Re: how to use Yarn API to find task/attempt status

2016-03-10 Thread David Morel

On 10 Mar 2016, at 18:21, Frank Luo wrote:


Thanks David/Jeff.

To avoid further confusions, let me make sure I am clear on what I am 
trying to do: I would like to know how many hours in a day my cluster 
is running at its full capacity, and when that happens, how long is my 
waiting queue. I founded similar information on Ambari as below, but 
I’d like to dive deeper, hence asking.


From what I see, container per job information, especially pending 
containers, is only available from an application’s trackingUrl, but 
that just applies to M/R jobs. I am not able to get the same 
information from a Tez applications’ trackingUrl (Tez’s url 
doesn’t do anything for hdp2.2).  So how does Ambari find the 
information out?


Using the REST API you'd query the resource manager's "apps" method, 
then the appmasters through the RM proxy with the "jobs" method 
(sequentially, using the app ids found at step 1 in turn). Works for MR, 
there used to be an issue with spark jobs, haven't looked at that.

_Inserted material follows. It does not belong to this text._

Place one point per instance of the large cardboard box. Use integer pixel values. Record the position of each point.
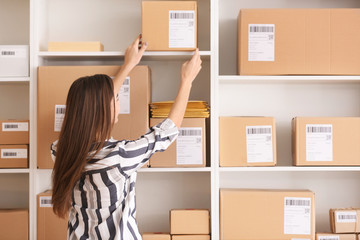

This 
is only for running jobs; you'd probably want to query the history 
server too which may return more complete info with less indirection. 
Also, have a look at the "scheduler" method on the RM, which you may 
find useful.


The docs are here:
https://hadoop.apache.org/docs/r2.7.1/hadoop-yarn/hadoop-yarn-site/ResourceManagerRest.html
https://hadoop.apache.org/docs/r2.7.1/hadoop-yarn/hadoop-yarn-site/NodeManagerRest.html

For MR stuff:
https://hadoop.apache.org/docs/r2.7.1/hadoop-mapreduce-client/hadoop-mapreduce-client-core/MapredAppMasterRest.html
https://hadoop.apache.org/docs/r2.7.1/hadoop-mapreduce-client/hadoop-mapreduce-client-hs/HistoryServerRest.html

But most useful is probably the timeline server, which I didn't have a 
chance to use and possibly provides what you need:

https://hadoop.apache.org/docs/r2.7.1/hadoop-yarn/hadoop-yarn-site/TimelineServer.html#Timeline_Server_REST_API_v1

All this from memory since I haven't touched a cluster lately, and 
hoping it's not completely missing the point ;-)


David




[cid:image001.png@01D17ABE.06C936C0]

From: David Morel [mailto:dmo...@amakuru.net]
Sent: Thursday, March 10, 2016 1:03 AM
To: Jeff Zhang
Cc: user@hadoop.apache.org; Frank Luo
Subject: Re: how to use Yarn API to find task/attempt status


The REST API should help. A working implementation (in perl, not java, 
sorry) is visible here : http://search.cpan.org/dist/Net-Hadoop-YARN/

Read the comments, they matter :-)
Le 10 mars 2016 7:28 AM, "Jeff Zhang" 
<zjf...@gmail.com<mailto:zjf...@gmail.com>> a écrit :

If it is for M/R, then maybe this is what you want
https://hadoop.apache.org/docs/r2.6.0/api/org/apache/hadoop/mapreduce/JobStatus.html



On Thu, Mar 10, 2016 at 1:58 PM, Frank Luo 
<j...@merkleinc.com<mailto:j...@merkleinc.com>> wrote:
Let’s say there are 10 standard M/R jobs running. How to find how 
many tasks are done/running/pending?


From: Jeff Zhang [mailto:zjf...@gmail.com<mailto:zjf...@gmail.com>]
Sent: Wednesday, March 09, 2016 9:33 PM
To: Frank Luo
Cc: user@hadoop.apache.org<mailto:user@hadoop.apache.org>
Subject: Re: how to use Yarn API to find task/attempt status

I don't think it is related with yarn. Yarn don't know about task/task 
attempt, it only knows containers. So it should be your application to 
provide such function.


On Thu, Mar 10, 2016 at 11:29 AM, Frank Luo 
<j...@merkleinc.com<mailto:j...@merkleinc.com>> wrote:

Anyone had a similar issue and knows the answer?

From: Frank Luo
Sent: Wednesday, March 09, 2016 1:59 PM
To: 'user@hadoop.apache.org<mailto:user@hadoop.apache.org>'
Subject: how to use Yarn API to find task/attempt status

I have a need to programmatically find out how many tasks are pending 
in Yarn. Is there a way to do it through a Java API?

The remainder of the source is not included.